Germany Returns Three Paintings and Six Pieces of Antique Silverware Looted By the Nazis to Rightful Heirs

Germany will return three paintings to the heirs of a
French-Jewish collector whose art was looted by the Nazis. The
works all passed through the hands of the notorious German art
dealer Hildebrand Gurlitt. Two were found in the Munich hoard of
his son, Cornelius Gurlitt, and the third in a private collection
in Southern Germany.

The works stolen from the lawyer and art collector Armand
Dorville (1875–1941) are by the French Impressionist painter
Jean-Louis Forain. A watercolor Lady in an evening
gown
, and the oil painting Portrait of a lady in
profile
, were both recovered from Cornelius Gurlitt’s Munich
apartment in 2012.

The drawing Amazon with rearing horse by the Dutch
artist Constantin Guys was in the collection of Hildebrand Gurlitt
for a time before it ended up in a private German collection. The
restitution of the works is due to take place in Berlin on January
22 in the presence of German culture minister Monika Grütters. Her
office declined to comment on this story.

After the German occupation of France in 1940, the Nazis seized
thousands of works of art or forced their owners to sell them for
bargain prices. Dorville’s collection was dispersed across Europe,
ending up in private hands and prominent institutions. A curator at
the Louvre bought a dozen piece in a four-day auction of Dorville’s
collection in 1942, one year after he died, according the
New York Times.
Several from the Louvre received restitution claims from Dorville’s
heirs just last year.

According to Germany’s Lost Art Database, Forain’s Lady
in Profile
, was acquired by a Parisian art dealer, Raphaël
Gérard, in April 1944. Hildebrand Gurlitt acquired the work
sometime after 1953. The Lost Art Database speculates that Forain’s
other work, Lady in Evening Gown, may have been
acquired by Hildebrand in France in the 1940s, though it is unclear
if it was from the forced auction.

Silver objects of the 17th to 19th
century from Jewish property. Courtesy the German Lost Art
Foundation.

Stolen Silverware

The planned restitution of the three paintings by Germany comes
as six pieces of silver from the National Bavarian Museum in Munich
have been returned to the heirs of two German-Jewish families.
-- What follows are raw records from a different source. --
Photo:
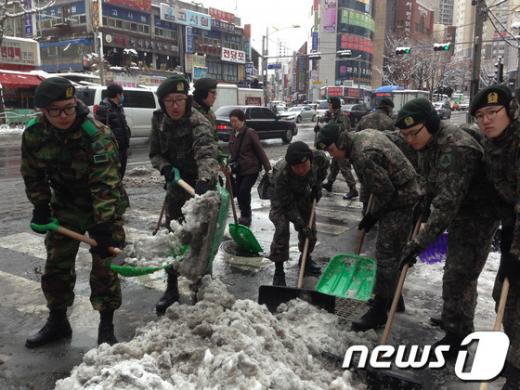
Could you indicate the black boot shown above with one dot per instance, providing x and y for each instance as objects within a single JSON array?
[
  {"x": 327, "y": 186},
  {"x": 351, "y": 194},
  {"x": 374, "y": 318},
  {"x": 311, "y": 268},
  {"x": 106, "y": 328},
  {"x": 171, "y": 294},
  {"x": 56, "y": 328}
]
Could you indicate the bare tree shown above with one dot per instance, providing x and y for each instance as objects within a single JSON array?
[{"x": 17, "y": 9}]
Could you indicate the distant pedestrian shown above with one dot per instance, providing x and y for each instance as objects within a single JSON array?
[
  {"x": 247, "y": 158},
  {"x": 111, "y": 113}
]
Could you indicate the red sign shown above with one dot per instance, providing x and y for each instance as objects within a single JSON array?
[
  {"x": 222, "y": 15},
  {"x": 141, "y": 5}
]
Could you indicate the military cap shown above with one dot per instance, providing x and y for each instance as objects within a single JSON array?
[
  {"x": 297, "y": 153},
  {"x": 385, "y": 103},
  {"x": 327, "y": 136},
  {"x": 496, "y": 95},
  {"x": 336, "y": 103},
  {"x": 417, "y": 111},
  {"x": 53, "y": 89},
  {"x": 173, "y": 84}
]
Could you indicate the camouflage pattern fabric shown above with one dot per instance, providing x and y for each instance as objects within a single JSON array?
[
  {"x": 378, "y": 120},
  {"x": 81, "y": 167},
  {"x": 291, "y": 202}
]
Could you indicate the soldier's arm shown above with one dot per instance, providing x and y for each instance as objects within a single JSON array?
[
  {"x": 205, "y": 149},
  {"x": 36, "y": 182},
  {"x": 156, "y": 157},
  {"x": 456, "y": 167}
]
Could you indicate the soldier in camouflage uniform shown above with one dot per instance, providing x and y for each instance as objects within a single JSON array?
[
  {"x": 181, "y": 138},
  {"x": 334, "y": 115},
  {"x": 297, "y": 181},
  {"x": 497, "y": 116},
  {"x": 388, "y": 176},
  {"x": 380, "y": 118},
  {"x": 70, "y": 166},
  {"x": 460, "y": 199}
]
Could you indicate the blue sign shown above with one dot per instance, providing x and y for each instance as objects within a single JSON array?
[
  {"x": 314, "y": 41},
  {"x": 189, "y": 40}
]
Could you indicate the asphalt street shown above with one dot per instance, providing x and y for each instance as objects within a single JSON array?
[{"x": 22, "y": 257}]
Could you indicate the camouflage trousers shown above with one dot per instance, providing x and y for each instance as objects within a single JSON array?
[
  {"x": 469, "y": 242},
  {"x": 393, "y": 232},
  {"x": 280, "y": 243},
  {"x": 346, "y": 170},
  {"x": 59, "y": 276}
]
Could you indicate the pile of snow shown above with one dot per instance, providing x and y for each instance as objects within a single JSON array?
[{"x": 222, "y": 343}]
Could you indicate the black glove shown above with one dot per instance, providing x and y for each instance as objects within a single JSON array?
[
  {"x": 41, "y": 216},
  {"x": 510, "y": 267},
  {"x": 316, "y": 192},
  {"x": 410, "y": 253},
  {"x": 367, "y": 222},
  {"x": 201, "y": 187},
  {"x": 102, "y": 233},
  {"x": 166, "y": 171}
]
The objects seized from the Marx and Neumeyer families by the
Nazis include a goblet, spice vessel, three candlesticks, and a
chalice.

The German Lost Art Foundation reports that the Munich museum
acquired more than 300 silver objects during the Nazi era, when the
the city became the regime’s power base. Karl Neumeyer, chair at
the Ludwig-Maximilians-University in Munich, and his wife Anna, a
trailblazer for women’s rights, took their lives at their home in
Munich in 1941 amid the Nazi’s growing persecution of the Jewish
population. Leo Marx was a musician and businessman who was
imprisoned in Dachau from 1933 to 1935 and in Oranienburg in 1938
and 1939 before he emigrated to Shanghai 1939; his wife and two
children were murdered in Kaunas, Lithuania, in 1941.

Since its establishment in 2015, and under the direction of
culture Minister Monika Grütters, the German Lost Art
Foundation,  is shedding new light on the tainted provenance
of art and artifacts in the nation’s museum collections. Since
2019, the foundation has expanded its remit to include research
into cultural objects looted during the colonial era.